Face à l’annonce du gouvernement libéral d’une augmentation des frais de scolarité à l’université de 325$ chaque année pour arriver à 1625$ de plus en 2017, le mouvement étudiant prend péniblement son envol au Québec. Une augmentation de 70% qui s’ajoute à l’augmentation de 30% en vigueur depuis 2007. Contrairement à la propagande gouvernementale, les fonds transférés en prêts et bourses ne sont destinés qu’aux personnes déjà éligibles aux prêts et bourses. Mêmes parmi ceux-ci, 80% des gens ne recevront pas de compensation pour la hausse. Pour éclairer très brièvement la situation sociale des étudiants québécois : le niveau moyen d’endettement étudiant est de 13000$ à la fin d’une licence et le travail étudiant est en hausse constante (en moyenne 17h par semaine).
Au Québec, le mouvement étudiant est largement assujetti à la gestion des associations étudiantes. Ces structures n’ont pas d’équivalent en France, elles jouent le rôle de syndicat et de bureaux des élèves et disposent d’un mandat de représentation des étudiants. Ces entités existent au niveau d’une faculté, d’un département, et par truchement fédératif au niveau des université et du pays.
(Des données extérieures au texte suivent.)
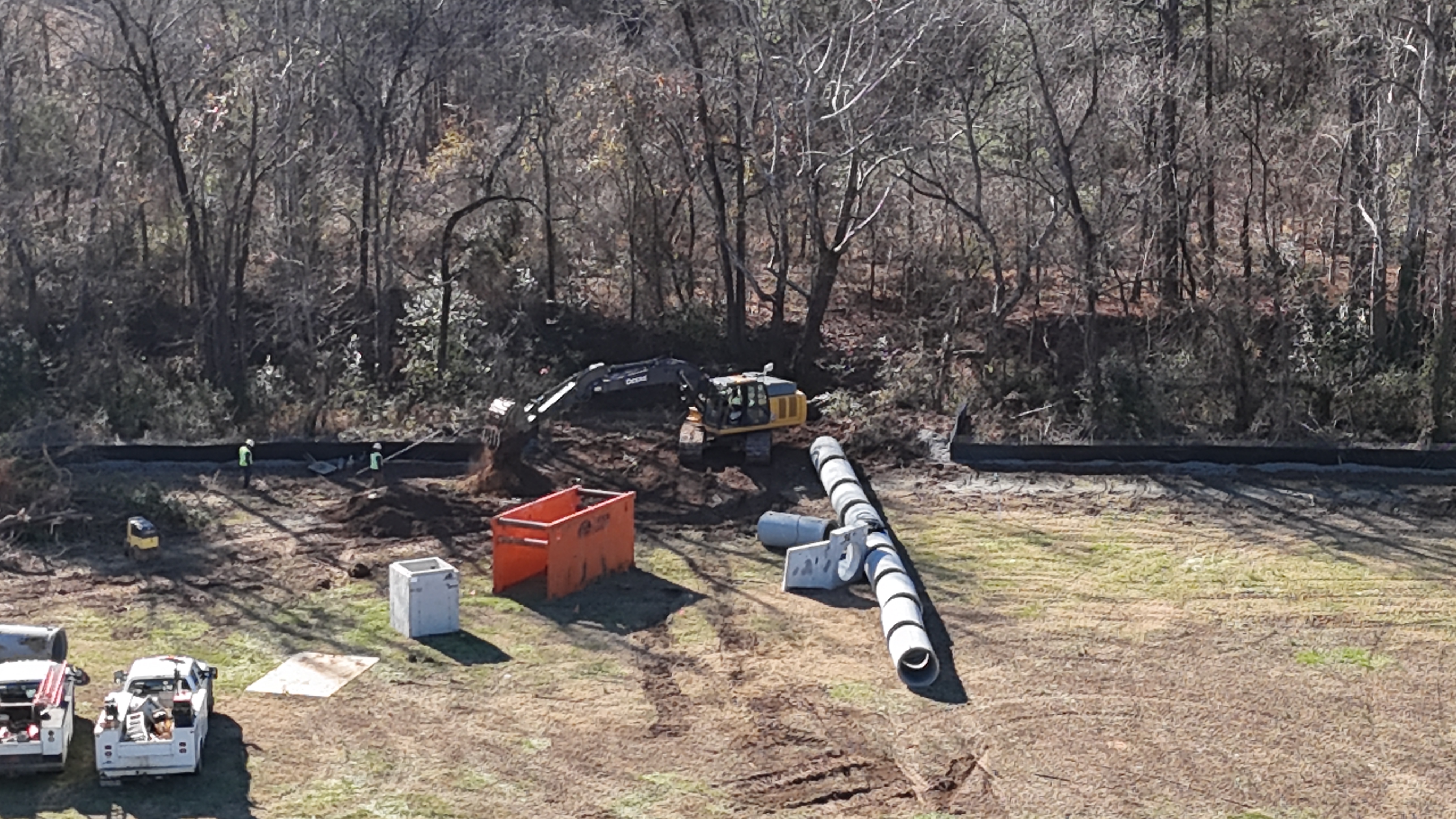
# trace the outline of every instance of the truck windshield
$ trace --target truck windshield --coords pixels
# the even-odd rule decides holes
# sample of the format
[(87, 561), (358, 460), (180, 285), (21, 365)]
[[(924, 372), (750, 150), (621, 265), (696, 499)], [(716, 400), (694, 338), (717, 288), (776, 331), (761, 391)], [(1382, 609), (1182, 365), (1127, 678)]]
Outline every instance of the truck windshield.
[(154, 694), (172, 694), (173, 691), (176, 691), (178, 683), (181, 683), (182, 691), (192, 691), (192, 686), (188, 683), (186, 678), (181, 681), (175, 681), (172, 678), (134, 679), (131, 681), (131, 685), (127, 686), (127, 691), (130, 691), (132, 697), (151, 697)]
[(6, 682), (0, 683), (0, 704), (15, 705), (25, 704), (29, 705), (35, 701), (35, 694), (41, 689), (39, 682)]

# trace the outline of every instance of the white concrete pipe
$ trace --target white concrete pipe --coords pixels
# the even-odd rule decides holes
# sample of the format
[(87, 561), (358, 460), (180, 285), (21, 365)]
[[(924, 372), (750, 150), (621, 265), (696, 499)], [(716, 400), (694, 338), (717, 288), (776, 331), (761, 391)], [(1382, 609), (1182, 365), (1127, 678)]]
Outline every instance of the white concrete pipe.
[(66, 630), (44, 625), (0, 625), (0, 662), (51, 660), (64, 663)]
[(833, 520), (792, 514), (789, 512), (764, 512), (759, 517), (759, 542), (770, 549), (788, 549), (828, 539)]
[(810, 444), (810, 459), (840, 525), (869, 526), (869, 535), (865, 538), (865, 579), (869, 580), (879, 603), (879, 627), (885, 632), (890, 659), (895, 663), (895, 673), (901, 682), (910, 688), (927, 688), (941, 676), (941, 662), (925, 630), (920, 596), (910, 574), (906, 573), (894, 541), (885, 532), (884, 517), (869, 503), (855, 468), (837, 440), (828, 436), (814, 439)]

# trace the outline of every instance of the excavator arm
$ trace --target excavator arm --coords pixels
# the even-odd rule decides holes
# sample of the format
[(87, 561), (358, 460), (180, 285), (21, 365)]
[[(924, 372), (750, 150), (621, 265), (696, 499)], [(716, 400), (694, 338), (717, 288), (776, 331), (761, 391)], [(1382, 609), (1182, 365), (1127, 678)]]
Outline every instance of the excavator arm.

On ne choisit pas de s’affilier à son association de faculté, de département ou d’université, on y adhère automatiquement quand on paye des frais. Elles seules ont le pouvoir de tenir des assemblées générales, c’est à dire que l’idée d’une Assemblée générale autonome, voire au niveau de l’université ne fait aucun sens ici.
Ces assemblées sont alors régies par un recueil de procédure qui permet (dixit wiki) « de tenir des assemblées générales démocratiques et ordonnées. » : le code Morin, hérité d’un notaire québécois en 1938 et dont la majorité des associations étudiantes ont fait leur charte, parfois modifiée. Au Canada anglophone et aux États-Unis, son équivalent est le Robert’s Rule Of Order.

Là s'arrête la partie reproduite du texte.